Before any transfer operation, it is essential to conduct a complete social audit regarding the collective status of the impacted employees. This audit must identify:

  • The collective agreements and agreements applicable in each entity;
  • The treatment disparities between employees of the two companies;
  • The unilateral commitments and established practices in force;
  • The transition costs (maintenance of salaries, harmonization of insurance schemes, reclassification);
  • The potential litigation risks.

The Social Timeline of the Operation

Planning the social timeline is crucial:

  • Before the transfer: information-consultation of the CSE regarding the transfer project and its social consequences; if necessary, initiate early negotiations for an adaptation agreement;
  • At the time of transfer: individual employee information about the change of agreements; commence negotiations for substitution;
  • During the survival period: active and good faith negotiations; regular information provided to employees and personnel representatives;
  • At the end of the survival period: application of the host agreement, payment of a salary supplement if necessary.

The Role of the Employment Law Attorney

Managing the questioning of a collective agreement during a business transfer requires sharp legal expertise. DAIRIA Avocats supports businesses at every stage: preliminary audit, drafting protocols, negotiating substitution agreements, securing transitions, and managing potential disputes.

FAQ: Questioning and Business Transfer

What is the questioning of a collective agreement?

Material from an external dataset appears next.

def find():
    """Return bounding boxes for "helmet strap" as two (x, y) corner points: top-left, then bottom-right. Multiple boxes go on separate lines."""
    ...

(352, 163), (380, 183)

The questioning is the automatic termination of a collective agreement resulting from an external event, such as a business transfer, merger, or change of activity. It differs from denunciation, which is a voluntary act. The questioning opens a maximum provisional survival period of 15 months.

Do transferred employees immediately lose their conventional advantages?

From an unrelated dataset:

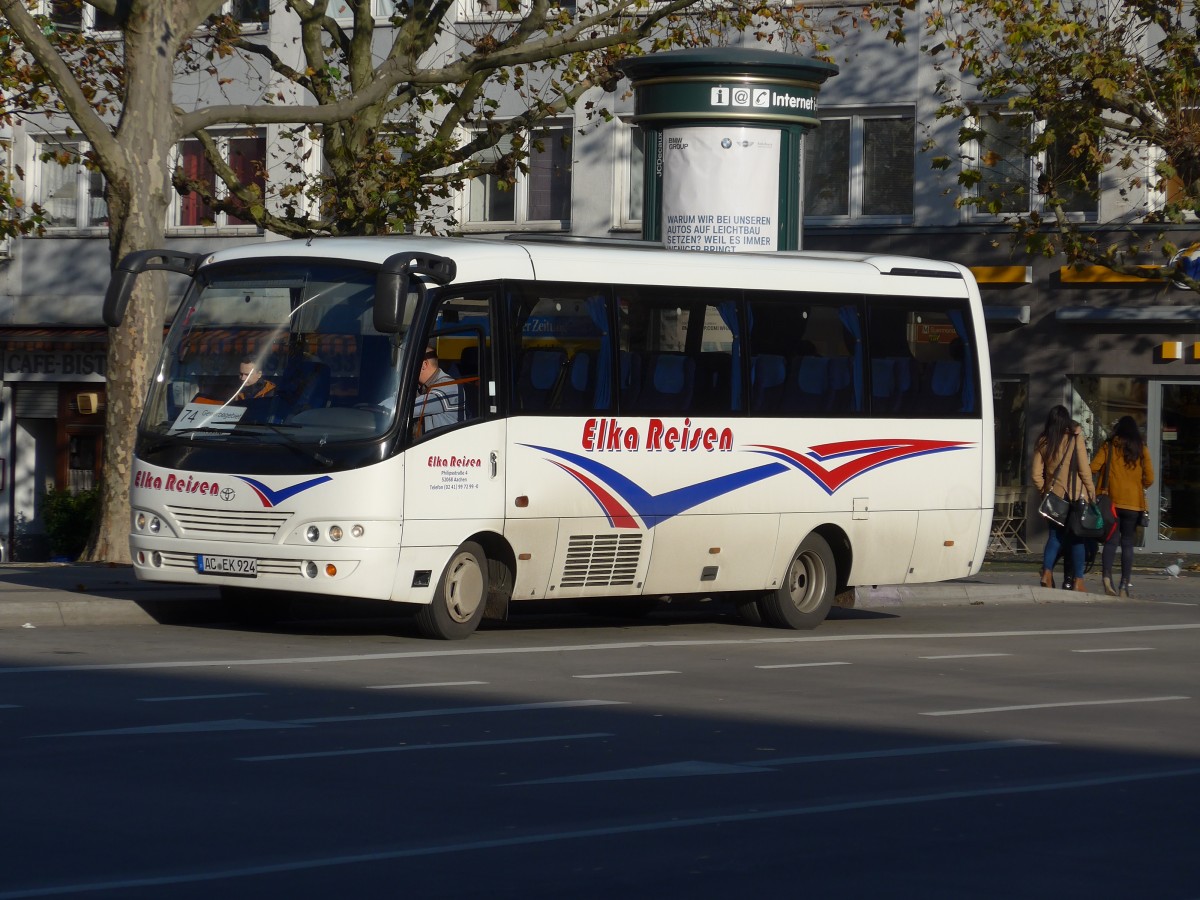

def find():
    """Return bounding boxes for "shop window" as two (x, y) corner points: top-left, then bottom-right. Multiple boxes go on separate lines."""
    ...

(804, 114), (914, 222)
(991, 378), (1030, 487)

No. The old agreement continues to apply for a maximum period of 15 months (3 months notice + 12 months survival). During this period, employees accumulate advantages from both the old and the new agreements, with the principle of favor applying advantage by advantage.

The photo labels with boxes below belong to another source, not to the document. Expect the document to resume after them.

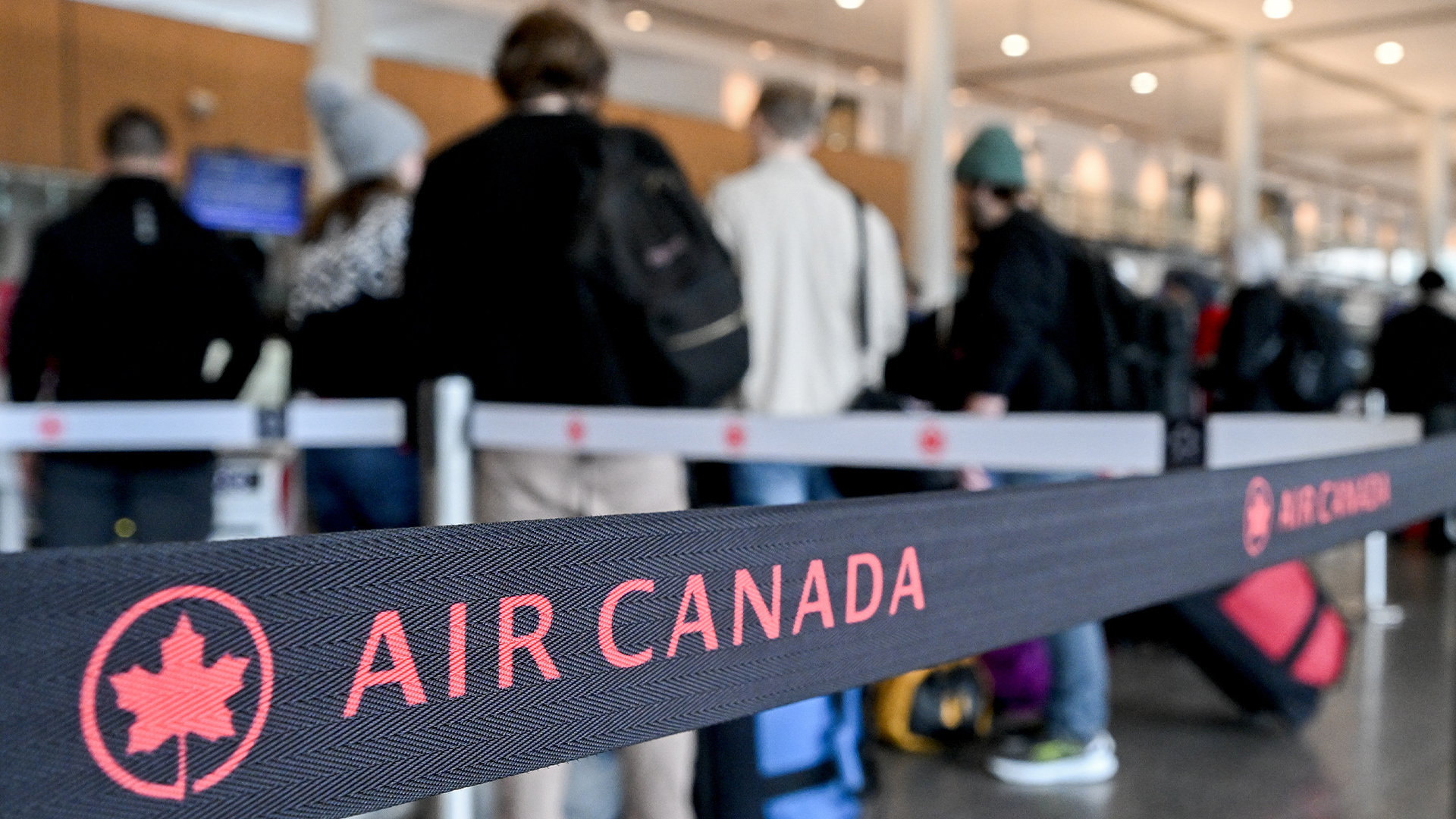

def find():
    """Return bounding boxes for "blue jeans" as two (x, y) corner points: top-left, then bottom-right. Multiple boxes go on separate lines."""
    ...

(728, 463), (864, 819)
(728, 463), (840, 506)
(304, 446), (419, 532)
(992, 472), (1111, 742)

Is the employer obligated to negotiate a substitution agreement?

Yes. Article L.2261-14 of the Labour Code obligates the employer to engage in good faith negotiations for a substitution agreement. The failure to negotiate may be penalized with the granting of damages to employees.

What happens if no substitution agreement is reached?

At the end of the 15-month period, the old agreement ceases to apply. Employees are then subject to the host company’s agreement but benefit from a wage guarantee: their annual remuneration cannot be less than that received during the last 12 months preceding the questioning.

Can the substitution agreement set less favorable conditions than the old agreement?

Yes, as long as it respects public policy provisions and the minima of the host company’s collective agreement. The substitution agreement is a common law agreement that is not required to reproduce previous advantages. It may organize a gradual smoothing.

Is it possible to anticipate questioning before the transfer occurs?

Yes. It is possible to negotiate an adaptation agreement before the actual transfer. This anticipation is highly recommended as it secures the operation and reduces the uncertainty period for employees. DAIRIA Avocats assists you in this social planning process.